State park in Garrett County, Maryland

Big Run State Park is a Maryland state park located at the northern end of the Savage River Reservoir, an impoundment of the Savage River, in Garrett County, Maryland. The park occupies 300 acre in Savage River State Forest and encompasses the confluence of Monroe Run and Big Run. Park activities include boating, fishing, hiking, picknicking, and camping.

==History==
The park originated as the 50 acre Big Run Recreation Area, one of several Maryland areas that were developed by the Civilian Conservation Corps in the 1930s. In 1952, the Maryland State Planning Commission recommended that the "lightly used" recreation area be expanded to take advantage of its location on the reservoir that had been newly created on the Savage River.

==Ecology==
- Climate
The park's climate is similar to mountain weather; cold winters accompanied by mild, humid summers. The park is located within the Western Appalachian Plateau, which gives rise to colder temperatures. The Savage River Reservoir rests in a canyon that experiences high winds, contributing to the weather changes.
- Average coolest month: January (30-34 °F)
- Average warmest month: July (74-80 °F)
- Average wettest month: May
- Wildlife
Red-tailed hawk, broad-winged hawk, great-horned owl, screech owl, songbirds, indigo bunting and other forest interior dwellers can be spotted within Big Run.

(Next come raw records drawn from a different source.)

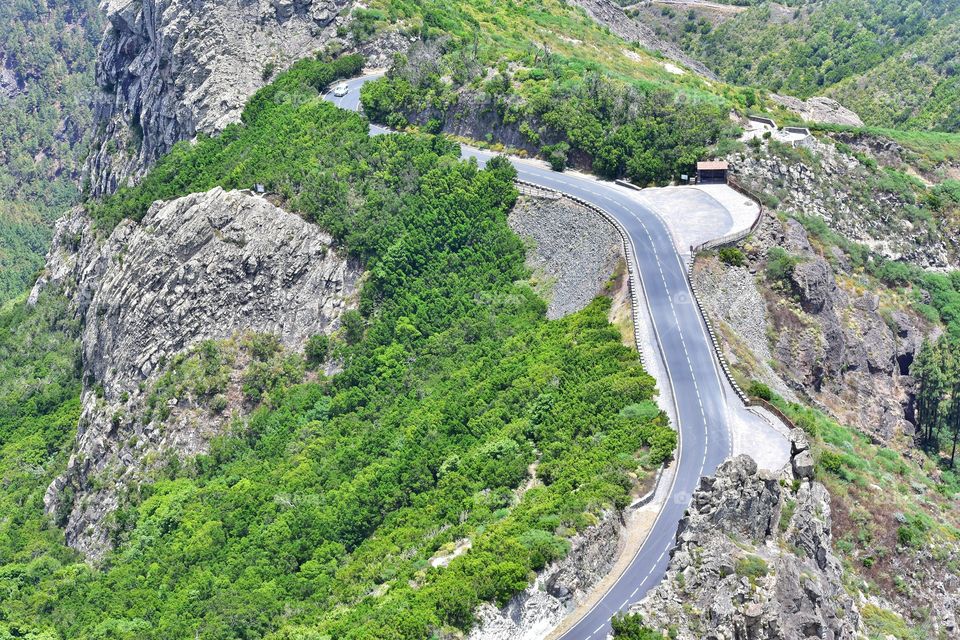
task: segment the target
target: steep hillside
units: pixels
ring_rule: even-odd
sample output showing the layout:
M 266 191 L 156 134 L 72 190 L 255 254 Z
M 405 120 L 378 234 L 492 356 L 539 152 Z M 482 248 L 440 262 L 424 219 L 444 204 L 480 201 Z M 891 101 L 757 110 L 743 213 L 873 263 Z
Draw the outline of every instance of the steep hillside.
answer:
M 672 455 L 609 300 L 546 319 L 512 167 L 368 137 L 317 99 L 358 64 L 297 63 L 241 124 L 78 210 L 3 316 L 8 432 L 60 418 L 4 442 L 4 631 L 459 633 L 582 553 Z M 209 191 L 257 182 L 273 202 Z M 53 377 L 61 350 L 79 366 L 60 393 L 19 377 Z
M 93 195 L 134 183 L 181 140 L 236 122 L 247 98 L 333 37 L 348 2 L 111 0 L 97 61 Z
M 733 375 L 812 441 L 836 552 L 866 630 L 952 637 L 960 598 L 956 272 L 925 271 L 917 254 L 889 259 L 890 245 L 856 242 L 843 221 L 896 224 L 912 206 L 944 216 L 942 229 L 955 216 L 956 200 L 946 195 L 953 186 L 906 180 L 912 186 L 902 193 L 919 197 L 897 203 L 879 184 L 893 187 L 919 158 L 912 154 L 932 147 L 839 135 L 857 151 L 825 138 L 804 153 L 770 145 L 735 159 L 768 217 L 738 247 L 699 256 L 694 279 Z M 838 161 L 838 153 L 855 162 Z M 883 215 L 869 216 L 870 198 L 883 198 Z M 935 229 L 928 245 L 951 237 Z
M 638 3 L 628 9 L 720 78 L 826 94 L 871 125 L 957 131 L 955 3 L 884 0 Z
M 0 6 L 0 303 L 26 290 L 53 221 L 80 198 L 93 121 L 91 0 Z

Black bear, bobcat, white-tailed deer and raccoon are among the park's mammalian inhabitants. Grouse, great blue herons, minks, and ducks may be seen seasonally along the reservoir edge.
- Flora
The park's forests contain oak, hickory and native hardwoods. Trout lilies and spring beauties bloom in April, trilliums and lady slippers in the months of May and June, while rhododendrons, bee balm and cardinal flowers bloom in July.

==Activities and amenities==
The park is accessible on New Germany Road from Interstate 68, Exit 24. It offers primitive campsites, group campsites, youth group campsite, and pavilions. Picnicking facilities are located in the park's day use area. The Savage River Reservoir is used for non-motorized boating, electric motoring, and fishing. Facilities include a boat ramp. Fishermen may find walleye, largemouth bass, crappie, yellow perch, bluegill, suckers and trout. The Monroe Run hiking trail and other trails are accessible from the state park. The adjacent Savage River State Forest has trails for multi-purpose use including snowshoeing or snowmobiling.